I returned to that memory eighteen years later, at the end of the summer of the year 2000, as I descended to the Gordon Pool to see the dancing colors where fish enjoy their lives in the water, children are playing, and images of persons bathing in swim suits, all come to life in the wall murals of Rami Meiri.
"There are a thousand square meters of painting there", Rami Meiri said to me on Thursday morning in his studio, from where he was to be uprooted in a short time after working there for twenty years. Exactly in this neighborhood appears, high on the pillar supporting the great building in the tunnel of Yarkon street, the last painting that he did, not long ago, for the municipality of Tel Aviv: a very expressive face with an expression that recalls, in its grotesqueness, the image of the small devils on the rims of Gothic cathedrals of the late Middle Ages.

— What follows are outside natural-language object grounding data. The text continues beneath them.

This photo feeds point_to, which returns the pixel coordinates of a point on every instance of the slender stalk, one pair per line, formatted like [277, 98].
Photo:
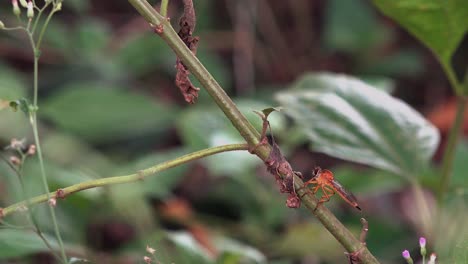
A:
[246, 130]
[43, 29]
[139, 176]
[163, 10]
[449, 154]
[33, 121]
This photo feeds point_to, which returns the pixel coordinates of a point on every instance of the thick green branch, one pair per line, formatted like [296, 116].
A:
[139, 176]
[334, 226]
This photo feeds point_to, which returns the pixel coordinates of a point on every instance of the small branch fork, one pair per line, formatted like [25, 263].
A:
[139, 176]
[249, 133]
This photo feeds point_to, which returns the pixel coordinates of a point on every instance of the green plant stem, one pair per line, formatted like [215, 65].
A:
[43, 29]
[139, 176]
[33, 121]
[246, 130]
[449, 154]
[164, 4]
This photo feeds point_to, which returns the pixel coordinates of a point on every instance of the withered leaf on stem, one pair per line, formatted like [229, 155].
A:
[278, 165]
[187, 26]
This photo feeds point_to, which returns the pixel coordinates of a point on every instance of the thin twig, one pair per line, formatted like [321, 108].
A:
[139, 176]
[247, 131]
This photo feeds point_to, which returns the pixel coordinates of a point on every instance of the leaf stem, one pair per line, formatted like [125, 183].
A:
[164, 4]
[246, 130]
[449, 154]
[139, 176]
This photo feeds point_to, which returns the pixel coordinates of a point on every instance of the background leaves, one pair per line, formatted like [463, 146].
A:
[346, 118]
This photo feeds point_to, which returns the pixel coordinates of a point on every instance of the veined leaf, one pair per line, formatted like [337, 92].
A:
[349, 119]
[440, 25]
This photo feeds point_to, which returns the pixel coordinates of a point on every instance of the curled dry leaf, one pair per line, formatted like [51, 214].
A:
[187, 26]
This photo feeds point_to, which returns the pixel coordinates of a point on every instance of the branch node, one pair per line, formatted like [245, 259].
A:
[60, 193]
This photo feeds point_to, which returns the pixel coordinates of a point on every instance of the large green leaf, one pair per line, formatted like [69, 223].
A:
[440, 25]
[103, 114]
[352, 26]
[349, 119]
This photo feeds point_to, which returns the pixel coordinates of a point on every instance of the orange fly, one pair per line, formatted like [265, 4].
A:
[324, 179]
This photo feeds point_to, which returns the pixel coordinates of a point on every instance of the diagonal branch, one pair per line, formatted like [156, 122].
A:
[139, 176]
[247, 131]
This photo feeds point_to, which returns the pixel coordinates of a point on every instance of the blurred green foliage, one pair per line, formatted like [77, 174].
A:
[108, 107]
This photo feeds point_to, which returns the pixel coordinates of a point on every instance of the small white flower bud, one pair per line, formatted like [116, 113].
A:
[32, 150]
[58, 7]
[53, 202]
[30, 12]
[24, 3]
[15, 160]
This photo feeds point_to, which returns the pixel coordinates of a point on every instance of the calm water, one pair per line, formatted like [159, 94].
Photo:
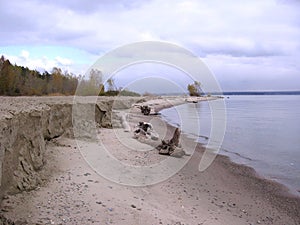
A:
[261, 131]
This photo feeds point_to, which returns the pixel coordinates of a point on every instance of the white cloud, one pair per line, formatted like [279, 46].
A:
[229, 35]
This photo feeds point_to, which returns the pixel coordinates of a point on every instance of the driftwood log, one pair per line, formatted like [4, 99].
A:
[145, 110]
[169, 146]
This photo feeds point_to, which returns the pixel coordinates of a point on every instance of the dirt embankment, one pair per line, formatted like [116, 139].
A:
[27, 123]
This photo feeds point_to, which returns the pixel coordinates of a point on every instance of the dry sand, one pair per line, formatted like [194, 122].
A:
[74, 193]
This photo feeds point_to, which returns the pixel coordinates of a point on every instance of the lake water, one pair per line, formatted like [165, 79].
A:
[261, 131]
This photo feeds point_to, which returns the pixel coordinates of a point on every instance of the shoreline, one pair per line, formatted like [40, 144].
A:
[234, 157]
[225, 193]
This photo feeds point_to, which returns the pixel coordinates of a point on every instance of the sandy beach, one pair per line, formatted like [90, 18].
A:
[71, 190]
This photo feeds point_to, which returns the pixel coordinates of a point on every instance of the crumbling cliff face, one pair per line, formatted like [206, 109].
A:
[26, 124]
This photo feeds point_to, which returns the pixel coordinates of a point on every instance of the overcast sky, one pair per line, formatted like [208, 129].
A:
[248, 45]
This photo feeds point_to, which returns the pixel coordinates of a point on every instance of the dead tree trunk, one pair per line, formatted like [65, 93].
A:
[145, 110]
[168, 147]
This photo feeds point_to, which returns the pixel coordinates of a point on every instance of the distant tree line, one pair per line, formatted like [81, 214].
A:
[18, 80]
[21, 81]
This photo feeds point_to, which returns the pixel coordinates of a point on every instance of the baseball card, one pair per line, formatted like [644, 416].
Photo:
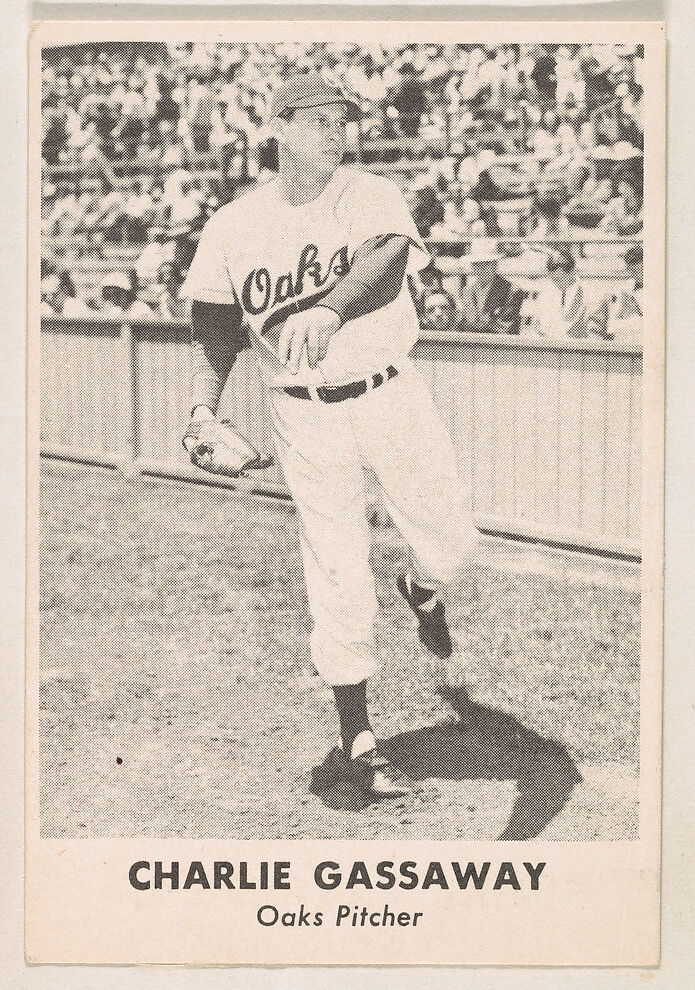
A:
[345, 493]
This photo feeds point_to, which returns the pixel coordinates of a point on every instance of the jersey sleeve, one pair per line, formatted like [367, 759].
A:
[376, 208]
[209, 278]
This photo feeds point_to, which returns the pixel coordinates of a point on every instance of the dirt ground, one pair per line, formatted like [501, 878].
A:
[178, 697]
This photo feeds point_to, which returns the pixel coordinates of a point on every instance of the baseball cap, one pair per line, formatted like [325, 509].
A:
[308, 89]
[117, 280]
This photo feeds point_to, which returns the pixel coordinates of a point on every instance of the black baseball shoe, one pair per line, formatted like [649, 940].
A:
[334, 767]
[432, 628]
[373, 773]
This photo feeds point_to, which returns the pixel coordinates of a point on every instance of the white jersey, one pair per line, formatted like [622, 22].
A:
[275, 259]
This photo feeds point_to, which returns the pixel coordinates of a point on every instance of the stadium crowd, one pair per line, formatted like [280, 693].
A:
[142, 142]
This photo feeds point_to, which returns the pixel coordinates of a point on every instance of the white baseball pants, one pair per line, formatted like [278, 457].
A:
[323, 447]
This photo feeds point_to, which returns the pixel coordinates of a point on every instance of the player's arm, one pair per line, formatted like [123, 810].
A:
[217, 336]
[375, 280]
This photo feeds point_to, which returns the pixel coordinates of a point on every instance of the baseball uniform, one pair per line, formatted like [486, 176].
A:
[274, 259]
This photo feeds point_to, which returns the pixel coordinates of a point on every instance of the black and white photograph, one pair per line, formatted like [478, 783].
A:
[341, 439]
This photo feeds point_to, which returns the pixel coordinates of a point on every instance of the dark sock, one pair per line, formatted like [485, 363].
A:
[351, 702]
[420, 595]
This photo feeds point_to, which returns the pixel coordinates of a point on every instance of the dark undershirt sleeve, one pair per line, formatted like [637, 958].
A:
[217, 336]
[375, 279]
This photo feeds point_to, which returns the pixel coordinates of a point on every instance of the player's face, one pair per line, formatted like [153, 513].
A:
[439, 313]
[316, 136]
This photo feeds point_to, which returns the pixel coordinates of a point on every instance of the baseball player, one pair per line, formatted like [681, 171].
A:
[314, 262]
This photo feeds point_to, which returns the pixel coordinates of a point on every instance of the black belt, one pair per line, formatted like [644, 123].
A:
[337, 393]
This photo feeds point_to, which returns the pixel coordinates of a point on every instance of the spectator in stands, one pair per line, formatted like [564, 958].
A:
[624, 213]
[170, 306]
[420, 283]
[118, 298]
[551, 224]
[138, 211]
[438, 311]
[410, 99]
[159, 251]
[564, 308]
[426, 208]
[60, 221]
[590, 206]
[626, 314]
[489, 302]
[59, 298]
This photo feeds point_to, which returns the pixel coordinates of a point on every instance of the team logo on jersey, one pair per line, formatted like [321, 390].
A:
[262, 291]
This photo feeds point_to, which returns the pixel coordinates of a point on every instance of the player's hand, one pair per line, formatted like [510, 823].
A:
[312, 329]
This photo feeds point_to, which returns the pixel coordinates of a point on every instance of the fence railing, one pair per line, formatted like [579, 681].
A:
[547, 433]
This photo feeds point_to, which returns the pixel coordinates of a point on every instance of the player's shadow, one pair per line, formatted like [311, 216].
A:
[482, 744]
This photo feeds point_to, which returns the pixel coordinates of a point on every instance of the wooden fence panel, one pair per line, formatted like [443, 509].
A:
[83, 379]
[547, 433]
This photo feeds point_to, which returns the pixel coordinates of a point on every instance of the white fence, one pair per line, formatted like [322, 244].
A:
[549, 432]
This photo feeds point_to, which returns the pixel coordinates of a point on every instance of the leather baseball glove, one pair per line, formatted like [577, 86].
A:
[215, 445]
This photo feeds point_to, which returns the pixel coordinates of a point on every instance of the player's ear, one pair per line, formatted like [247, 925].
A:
[278, 126]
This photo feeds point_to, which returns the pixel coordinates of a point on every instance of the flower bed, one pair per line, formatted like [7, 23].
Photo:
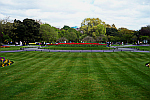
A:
[4, 62]
[5, 46]
[78, 44]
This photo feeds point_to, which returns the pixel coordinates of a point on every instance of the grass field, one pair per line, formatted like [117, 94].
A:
[12, 48]
[145, 48]
[47, 75]
[77, 48]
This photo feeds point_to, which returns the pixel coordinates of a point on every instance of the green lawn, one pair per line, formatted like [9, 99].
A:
[51, 75]
[13, 48]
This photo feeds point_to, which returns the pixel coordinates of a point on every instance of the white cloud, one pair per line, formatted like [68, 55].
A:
[132, 14]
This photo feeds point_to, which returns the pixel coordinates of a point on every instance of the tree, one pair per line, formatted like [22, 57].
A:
[71, 36]
[48, 33]
[66, 27]
[93, 27]
[32, 29]
[125, 34]
[145, 33]
[88, 39]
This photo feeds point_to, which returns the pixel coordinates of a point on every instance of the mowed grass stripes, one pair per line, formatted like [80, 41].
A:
[56, 75]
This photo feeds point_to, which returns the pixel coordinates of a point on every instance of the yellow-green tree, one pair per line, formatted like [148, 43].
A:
[93, 27]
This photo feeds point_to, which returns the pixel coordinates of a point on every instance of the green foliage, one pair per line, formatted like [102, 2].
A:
[93, 27]
[89, 76]
[48, 33]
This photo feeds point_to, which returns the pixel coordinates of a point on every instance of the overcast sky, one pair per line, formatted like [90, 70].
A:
[131, 14]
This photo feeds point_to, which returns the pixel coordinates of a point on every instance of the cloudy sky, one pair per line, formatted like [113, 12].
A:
[131, 14]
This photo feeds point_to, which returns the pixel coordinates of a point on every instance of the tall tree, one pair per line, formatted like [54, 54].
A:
[48, 33]
[93, 27]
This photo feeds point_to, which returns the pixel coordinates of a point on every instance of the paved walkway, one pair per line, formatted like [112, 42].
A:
[36, 48]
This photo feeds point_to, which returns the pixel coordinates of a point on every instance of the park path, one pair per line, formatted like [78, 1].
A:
[117, 49]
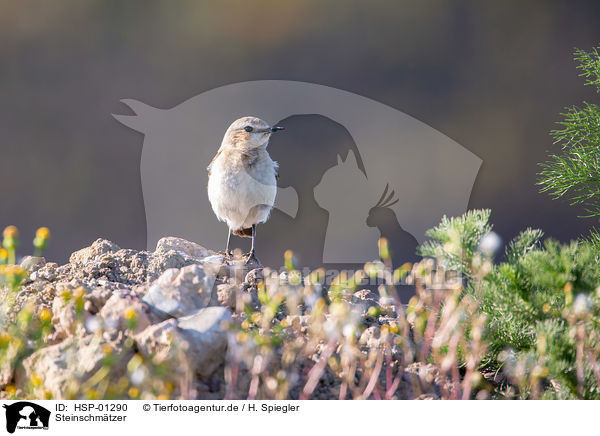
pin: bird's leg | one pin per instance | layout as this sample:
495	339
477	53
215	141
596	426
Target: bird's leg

Rami tells the story, with a sheepish smile, that the municipality was concerned about the constant soiling of this pillar and approached him to paint on the pillar, because “no one would soil your work“.
In the beginning of the eighties, while he was a student in Avni Institute of Art, Rami did the Gordon Beach painting, and this painting was his first public mural. Since then, Rami Meiri has succeeded in bringing to the citizens his art of mural painting in tens of murals on the walls of Tel Aviv, from the young girl standing at an open window with green shutters and wearing jeans trousers hanging down almost three meters long, on a painted blue linen cloth that was pasted to the wall of the building ( at the corner of Jabotinsky and Ibn Gvirol streets ) – which I saw one morning from the window of bus no.61 on my way to my work sometime in the late eighties, to the giraffe, rising to a height of five stories on a wall in Florentine Street in a lonely public garden in this quarter lacking green.
"I put inside my murals my strong impressions" says Meiri. Such was the case with the mural that brought him to his breakthrough and to great recognition in Tel Aviv, and not only in Tel- Aviv-- the anguished face of the man, in great rage, tearing his mouth wide apart with his fingers. This striking image catches the eyes of tens of thousands of people passing by it day by day, on the wall of the " Max Fine" School, opposite the Azrieli Towers. It was the fruit of Rami’s half - year in Brazil.
From Tel Aviv, Rami’s reputation and his works spread all across the country -- to Jerusalem, Beer Sheba, Rehovot, Ramat Hasharon, schools, institutes of culture and sport, and municipal centers. He has imbued these works with great imagination and, at the same time, he has kept his basic principle-- the painting must connect to the reality, rise above it, and return to reality. In Ramat Gan, his figures climb on scaffolds in the front of a house on Jerusalem Avenue; and, on the wall of the National Social Security Building, he has painted old people and children on a street crossing which merges into a real such street crossing on the same site.
In the same vein, Rami Meiri himself started in Tel Aviv, departs from Tel Aviv, and always comes back to it. Tel-Aviv is the city he loves. As he says about himself, Rami is an “Idealist of Tel Aviv”. For him it is not just a city: it lives and breathes; it has a wild vitality; it is dynamic and always changing – as it was seen (I hear in me a voice) by Jacob Shabtai, who chronicled this changing city in his story of his love of the city – "Memory of Things". Rami Meiri also has this philosophy of love. All of the defects of the city, he sees with eyes of love.